FM.3.BTAII.2 Create equations in two or more variables to represent relationships between quantities. Graph equations, in two variables, on a coordinate plane.

FM.3.BTAII.3 Represent and interpret constraints by equations or inequalities, and by systems of equations and/or inequalities. Interpret solutions as viable or nonviable options in a modeling and/or real-world context.

FM.3.BTAII.4 Rearrange literal equations using the properties of equality.

FM.3.BTAII.5 For a function that models a relationship between two quantities: Interpret key features of graphs and tables in terms of the quantities, and sketch graphs showing key features given a verbal description of the relationship.

FM.3.BTAII.6 Relate the domain of a function to its graph. Relate the domain of a function to the quantitative relationship it describes.

FM.3.BTAII.7 Calculate and interpret the average rate of change of a function (presented algebraically or as a table) over a specified interval. Estimate the rate of change from a graph.

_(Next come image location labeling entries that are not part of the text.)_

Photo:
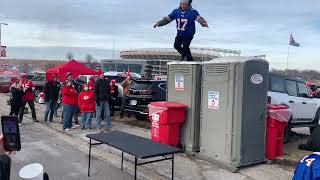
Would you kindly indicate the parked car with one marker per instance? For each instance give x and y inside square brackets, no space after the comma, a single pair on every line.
[141,93]
[85,78]
[39,81]
[294,93]
[119,77]
[5,83]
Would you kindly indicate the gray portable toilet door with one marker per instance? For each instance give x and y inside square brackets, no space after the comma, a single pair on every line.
[254,111]
[184,94]
[215,127]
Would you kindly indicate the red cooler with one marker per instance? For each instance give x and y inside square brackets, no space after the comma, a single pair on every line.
[166,119]
[277,121]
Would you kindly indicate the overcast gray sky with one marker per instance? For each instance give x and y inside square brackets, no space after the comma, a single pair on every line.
[254,27]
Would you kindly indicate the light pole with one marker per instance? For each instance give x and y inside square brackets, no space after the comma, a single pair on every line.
[0,33]
[0,30]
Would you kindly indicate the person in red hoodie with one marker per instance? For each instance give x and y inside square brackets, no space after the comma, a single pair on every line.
[86,104]
[28,97]
[69,103]
[91,83]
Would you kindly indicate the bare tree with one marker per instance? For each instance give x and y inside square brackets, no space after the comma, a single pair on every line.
[69,56]
[89,59]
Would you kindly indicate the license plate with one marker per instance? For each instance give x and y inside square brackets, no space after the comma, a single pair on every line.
[133,102]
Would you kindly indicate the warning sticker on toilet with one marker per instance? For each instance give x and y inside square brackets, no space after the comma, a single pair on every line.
[213,100]
[179,83]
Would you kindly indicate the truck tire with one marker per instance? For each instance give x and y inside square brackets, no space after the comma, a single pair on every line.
[287,132]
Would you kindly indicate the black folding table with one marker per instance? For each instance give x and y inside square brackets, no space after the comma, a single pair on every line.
[139,147]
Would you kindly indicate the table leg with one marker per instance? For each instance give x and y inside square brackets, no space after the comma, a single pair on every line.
[172,166]
[135,167]
[122,160]
[89,158]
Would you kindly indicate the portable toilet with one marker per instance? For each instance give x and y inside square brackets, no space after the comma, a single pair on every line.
[233,111]
[184,86]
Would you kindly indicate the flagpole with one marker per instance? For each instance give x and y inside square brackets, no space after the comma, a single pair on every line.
[288,60]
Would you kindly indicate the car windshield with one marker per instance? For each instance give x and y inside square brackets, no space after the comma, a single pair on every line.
[141,85]
[5,79]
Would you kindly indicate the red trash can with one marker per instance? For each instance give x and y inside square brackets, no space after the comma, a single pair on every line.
[166,119]
[277,120]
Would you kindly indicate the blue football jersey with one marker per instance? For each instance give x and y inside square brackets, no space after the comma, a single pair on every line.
[185,20]
[308,168]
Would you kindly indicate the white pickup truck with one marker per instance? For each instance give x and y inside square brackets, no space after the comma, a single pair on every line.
[294,93]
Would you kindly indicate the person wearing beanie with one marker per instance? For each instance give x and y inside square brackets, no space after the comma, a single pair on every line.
[102,97]
[69,103]
[114,91]
[28,97]
[86,104]
[91,83]
[185,17]
[51,91]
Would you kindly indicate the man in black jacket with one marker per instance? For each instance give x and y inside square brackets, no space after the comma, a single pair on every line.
[102,97]
[51,91]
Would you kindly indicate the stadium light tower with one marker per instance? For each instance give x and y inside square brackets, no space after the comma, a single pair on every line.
[1,23]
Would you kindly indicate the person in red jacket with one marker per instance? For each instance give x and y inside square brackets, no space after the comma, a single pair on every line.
[69,103]
[28,97]
[91,83]
[86,104]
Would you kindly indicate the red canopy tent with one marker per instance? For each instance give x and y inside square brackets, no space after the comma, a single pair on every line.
[72,66]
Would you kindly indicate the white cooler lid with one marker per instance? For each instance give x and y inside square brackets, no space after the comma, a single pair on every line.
[32,172]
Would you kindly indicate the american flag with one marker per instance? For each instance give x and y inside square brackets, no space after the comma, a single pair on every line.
[293,42]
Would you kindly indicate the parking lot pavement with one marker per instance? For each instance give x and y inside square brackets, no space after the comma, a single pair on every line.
[186,168]
[60,159]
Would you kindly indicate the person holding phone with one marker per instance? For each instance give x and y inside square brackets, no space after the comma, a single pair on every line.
[87,107]
[28,97]
[16,97]
[114,92]
[51,91]
[69,103]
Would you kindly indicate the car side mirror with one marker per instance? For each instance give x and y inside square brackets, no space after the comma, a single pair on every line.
[317,95]
[304,95]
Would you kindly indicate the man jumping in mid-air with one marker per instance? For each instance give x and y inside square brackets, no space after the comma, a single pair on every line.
[185,16]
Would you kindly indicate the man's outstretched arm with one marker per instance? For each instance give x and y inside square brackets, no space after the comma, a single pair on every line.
[163,22]
[202,21]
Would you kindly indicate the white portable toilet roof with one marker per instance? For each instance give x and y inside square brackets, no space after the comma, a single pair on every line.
[183,62]
[233,59]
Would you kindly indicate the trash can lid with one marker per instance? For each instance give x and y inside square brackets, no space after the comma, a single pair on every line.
[276,106]
[167,104]
[32,172]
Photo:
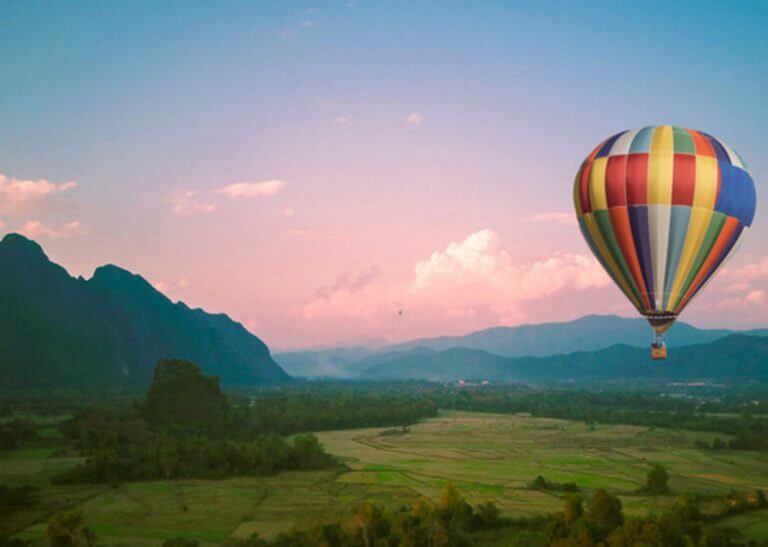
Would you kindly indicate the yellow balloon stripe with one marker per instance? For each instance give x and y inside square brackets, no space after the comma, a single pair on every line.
[615,271]
[697,229]
[705,189]
[597,184]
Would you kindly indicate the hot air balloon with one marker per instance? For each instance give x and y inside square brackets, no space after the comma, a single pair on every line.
[663,208]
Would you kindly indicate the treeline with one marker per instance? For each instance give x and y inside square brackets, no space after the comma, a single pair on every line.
[161,456]
[17,433]
[598,521]
[185,427]
[601,521]
[749,431]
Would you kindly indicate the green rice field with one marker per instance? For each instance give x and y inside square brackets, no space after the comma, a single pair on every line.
[489,457]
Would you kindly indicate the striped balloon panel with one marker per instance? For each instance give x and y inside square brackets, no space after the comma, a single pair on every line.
[662,208]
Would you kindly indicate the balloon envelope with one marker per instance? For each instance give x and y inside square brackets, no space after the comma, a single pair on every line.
[662,208]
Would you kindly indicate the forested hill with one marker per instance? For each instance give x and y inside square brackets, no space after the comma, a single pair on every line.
[736,358]
[110,330]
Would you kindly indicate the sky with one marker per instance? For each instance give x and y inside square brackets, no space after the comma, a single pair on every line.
[329,172]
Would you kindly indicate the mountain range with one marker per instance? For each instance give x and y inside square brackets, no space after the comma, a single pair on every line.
[468,354]
[110,330]
[735,357]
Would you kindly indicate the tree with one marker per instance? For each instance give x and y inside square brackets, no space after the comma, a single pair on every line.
[181,397]
[656,480]
[574,509]
[604,513]
[67,529]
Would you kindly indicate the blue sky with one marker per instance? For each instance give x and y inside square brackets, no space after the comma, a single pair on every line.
[141,103]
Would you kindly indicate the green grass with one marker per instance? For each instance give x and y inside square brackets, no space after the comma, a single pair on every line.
[488,457]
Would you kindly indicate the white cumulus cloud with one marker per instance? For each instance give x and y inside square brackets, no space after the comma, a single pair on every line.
[471,277]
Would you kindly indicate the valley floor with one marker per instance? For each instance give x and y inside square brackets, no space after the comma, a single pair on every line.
[489,457]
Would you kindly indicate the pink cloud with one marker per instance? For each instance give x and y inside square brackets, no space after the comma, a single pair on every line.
[414,118]
[555,217]
[188,203]
[253,189]
[15,192]
[36,228]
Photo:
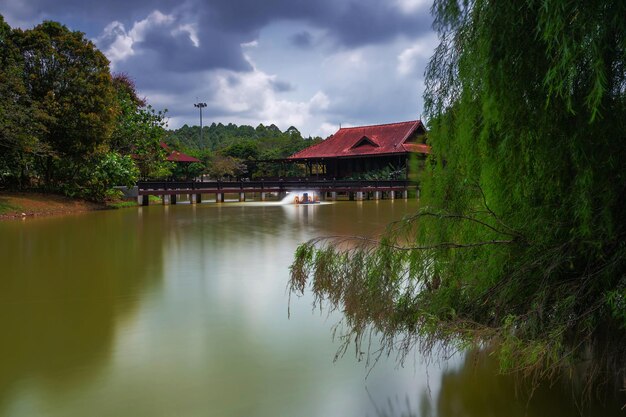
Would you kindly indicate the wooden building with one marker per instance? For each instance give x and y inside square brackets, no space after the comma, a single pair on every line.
[354,151]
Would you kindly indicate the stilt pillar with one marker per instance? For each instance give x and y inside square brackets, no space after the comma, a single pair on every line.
[143,200]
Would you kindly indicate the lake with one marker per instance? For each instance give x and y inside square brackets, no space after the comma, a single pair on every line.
[183,311]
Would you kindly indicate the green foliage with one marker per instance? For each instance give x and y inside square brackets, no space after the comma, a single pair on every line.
[256,148]
[70,79]
[65,122]
[95,178]
[139,130]
[520,240]
[387,173]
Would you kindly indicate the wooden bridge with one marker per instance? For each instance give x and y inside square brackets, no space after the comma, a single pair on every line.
[328,189]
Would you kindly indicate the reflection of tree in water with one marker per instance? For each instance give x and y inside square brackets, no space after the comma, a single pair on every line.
[66,284]
[476,390]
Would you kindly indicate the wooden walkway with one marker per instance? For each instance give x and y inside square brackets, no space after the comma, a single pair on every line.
[328,189]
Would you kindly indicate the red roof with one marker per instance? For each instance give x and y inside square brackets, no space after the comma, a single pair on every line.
[175,156]
[387,139]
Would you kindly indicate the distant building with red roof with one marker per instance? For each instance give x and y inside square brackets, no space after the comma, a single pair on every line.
[355,150]
[176,156]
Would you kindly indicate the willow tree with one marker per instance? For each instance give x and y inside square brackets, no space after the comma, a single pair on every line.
[520,240]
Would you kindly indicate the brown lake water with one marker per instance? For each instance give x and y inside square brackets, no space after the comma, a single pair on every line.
[182,311]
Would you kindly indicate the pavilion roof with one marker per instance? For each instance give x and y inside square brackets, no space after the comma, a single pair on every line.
[385,139]
[176,156]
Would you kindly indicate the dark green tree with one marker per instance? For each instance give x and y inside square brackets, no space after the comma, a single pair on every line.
[139,130]
[22,123]
[520,242]
[69,79]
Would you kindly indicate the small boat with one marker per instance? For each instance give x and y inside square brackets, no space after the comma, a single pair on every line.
[306,199]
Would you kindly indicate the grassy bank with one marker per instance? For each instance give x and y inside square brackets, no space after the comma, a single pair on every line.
[20,205]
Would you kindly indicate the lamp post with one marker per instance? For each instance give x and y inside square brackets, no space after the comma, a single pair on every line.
[200,106]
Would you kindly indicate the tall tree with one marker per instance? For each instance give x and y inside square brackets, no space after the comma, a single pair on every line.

FM.3.BTAII.10 Compare properties of two functions each represented in a different way (algebraically, graphically, numerically in tables, or by verbal descriptions).

FM.3.BTAII.11 Write a function that describes a relationship between two quantities. From a context, determine an explicit expression, a recursive process, or steps for calculation.

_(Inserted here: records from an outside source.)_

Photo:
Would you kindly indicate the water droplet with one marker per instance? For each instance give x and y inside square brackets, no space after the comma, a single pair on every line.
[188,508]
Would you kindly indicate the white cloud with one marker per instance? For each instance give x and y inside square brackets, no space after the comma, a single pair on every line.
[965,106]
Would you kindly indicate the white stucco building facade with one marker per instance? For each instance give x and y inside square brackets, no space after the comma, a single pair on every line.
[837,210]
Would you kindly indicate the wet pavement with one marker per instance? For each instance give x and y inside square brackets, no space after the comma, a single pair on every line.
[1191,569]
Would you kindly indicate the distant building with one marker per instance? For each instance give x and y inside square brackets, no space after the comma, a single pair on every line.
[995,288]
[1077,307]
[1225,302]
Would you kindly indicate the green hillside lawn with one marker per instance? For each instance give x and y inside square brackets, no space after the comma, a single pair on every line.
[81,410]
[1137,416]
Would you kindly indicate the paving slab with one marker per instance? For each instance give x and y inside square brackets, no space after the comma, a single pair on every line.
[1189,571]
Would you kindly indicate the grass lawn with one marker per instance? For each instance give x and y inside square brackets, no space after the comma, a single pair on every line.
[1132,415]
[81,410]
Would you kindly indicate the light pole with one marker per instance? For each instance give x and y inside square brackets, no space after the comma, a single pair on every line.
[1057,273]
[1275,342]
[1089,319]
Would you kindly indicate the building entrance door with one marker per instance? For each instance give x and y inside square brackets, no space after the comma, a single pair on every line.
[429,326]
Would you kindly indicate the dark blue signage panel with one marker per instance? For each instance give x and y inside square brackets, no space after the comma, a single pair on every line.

FM.3.BTAII.13 Solve an equation of the form y = f(x) for a simple function f that has an inverse and write an expression for the inverse.

FM.3.BTAII.14 Define appropriate quantities for the purpose of descriptive modeling (I.E., Use units appropriate to the problem being solved.)

FM.3.BTAII.15 Choose a level of accuracy appropriate to limitations on measurement when reporting quantities.

FM.3.BTAII.16 Solve linear inequalities and systems of linear inequalities in two variables by graphing.

FM.3.BTAII.17 Recognize that sequences are functions, sometimes defined recursively, whose domain is a subset of the integers. [e.g. The Fibonacci sequence is defined recursively by f(0) = f(1) = 1, f(n+1) = f(n) + f(n-1) for n ≥ 1.]

FM.3.BTAII.18 Recognize situations in which a quantity grows or decays by a constant percent rate per unit interval relative to another.

FM.3.BTAII.19 Construct linear and exponential equations, including arithmetic and geometric sequences, given a graph, a description of a relationship, or two input-output pairs (include reading these from a table).

FM.3.BTAII.20 Use the properties of exponents to transform expressions for exponential functions.

SP Statistics and Probability

SP.4.BTAII Summarize, represent, and interpret data on a single count or a measurement variable and use probability to evaluate outcomes of decisions

SP.4.BTAII.1 Use statistics appropriate to the shape of the data distribution to compare center (median, mean) and spread (interquartile range, standard deviation) of two or more different data sets.

SP.4.BTAII.2 Represent data on two quantitative variables on a scatter plot, and describe how the variables are related. Fit a function to the data; use functions fitted to data to solve problems in the context of the data.

SP.4.BTAII.3 Compute (using technology) and interpret the correlation coefficient of a linear fit.